Nik-Naks Nov 3, 2023 @ 7:29pm 
This guide helped me get a lot with this.

https://www.youtube.com/watch?v=AwnLb2g6iKI&ab_channel=YUMBL

Basically, the fatter the road. The less roads you want going of off it.

So let's say your main fatty road only has 2 ways to exit. The next can have 4, and so on and so on.

The fat roads are to get you from point A to point B Quick... Therefore you dont want many exits.

So i use two-lane as connector roads. And then i noticed for industry, it looks a lot better if i use the alley road, since most industrial will have built in parking lots. If that doesn't work. Add parking lots..

I wouldn't use it for residential, since those guys still needs a sidewalk if they are going to the shops.

So mainly i'd say you should use two-lane as connectors, AND as main path of Local, as it helps with pedestrians also. And then parking lots. Parking lots, parking lots, parking lots. Lots of parking spots.

And then later when you can name zones.. Fine them for parking on the road.
Last edited by Nik-Naks; Nov 3, 2023 @ 7:36pm
Gnasty Gnorc Nov 3, 2023 @ 8:15pm 
Originally posted by Saicko:
This guide helped me get a lot with this.

https://www.youtube.com/watch?v=AwnLb2g6iKI&ab_channel=YUMBL

Basically, the fatter the road. The less roads you want going of off it.

So let's say your main fatty road only has 2 ways to exit.
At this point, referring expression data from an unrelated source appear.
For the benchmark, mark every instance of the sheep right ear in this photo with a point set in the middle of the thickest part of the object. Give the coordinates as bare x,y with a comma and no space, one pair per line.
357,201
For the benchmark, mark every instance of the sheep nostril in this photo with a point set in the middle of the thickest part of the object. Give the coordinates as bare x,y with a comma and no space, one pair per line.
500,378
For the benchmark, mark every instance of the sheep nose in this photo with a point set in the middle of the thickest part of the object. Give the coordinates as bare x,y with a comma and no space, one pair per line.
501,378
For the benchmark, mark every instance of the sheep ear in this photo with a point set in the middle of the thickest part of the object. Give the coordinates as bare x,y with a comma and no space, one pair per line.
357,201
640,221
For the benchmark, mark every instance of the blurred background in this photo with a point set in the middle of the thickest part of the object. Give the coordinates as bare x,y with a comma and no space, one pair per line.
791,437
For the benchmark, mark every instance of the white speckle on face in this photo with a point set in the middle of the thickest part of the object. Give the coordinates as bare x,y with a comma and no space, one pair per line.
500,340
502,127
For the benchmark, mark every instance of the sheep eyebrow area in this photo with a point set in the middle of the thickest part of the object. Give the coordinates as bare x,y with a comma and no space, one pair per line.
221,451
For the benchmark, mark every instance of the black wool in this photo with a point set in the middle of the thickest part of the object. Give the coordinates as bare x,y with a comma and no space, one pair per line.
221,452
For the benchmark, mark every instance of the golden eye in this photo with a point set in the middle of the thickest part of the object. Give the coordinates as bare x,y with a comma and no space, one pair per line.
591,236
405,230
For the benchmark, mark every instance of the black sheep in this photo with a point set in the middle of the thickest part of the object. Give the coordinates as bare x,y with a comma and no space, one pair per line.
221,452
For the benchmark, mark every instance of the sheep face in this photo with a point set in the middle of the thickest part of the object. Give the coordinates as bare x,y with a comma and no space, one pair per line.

The next can have 4, and so on and so on.

The fat roads are to get you from point A to point B Quick... Therefore you dont want many exits.

So i use two-lane as connector roads. And then i noticed for industry, it looks a lot better if i use the alley road, since most industrial will have built in parking lots. If that doesn't work. Add parking lots..

I wouldn't use it for residential, since those guys still needs a sidewalk if they are going to the shops.

So mainly i'd say you should use two-lane as connectors, AND as main path of Local, as it helps with pedestrians also. And then parking lots. Parking lots, parking lots, parking lots. Lots of parking spots.

And then later when you can name zones.. Fine them for parking on the road.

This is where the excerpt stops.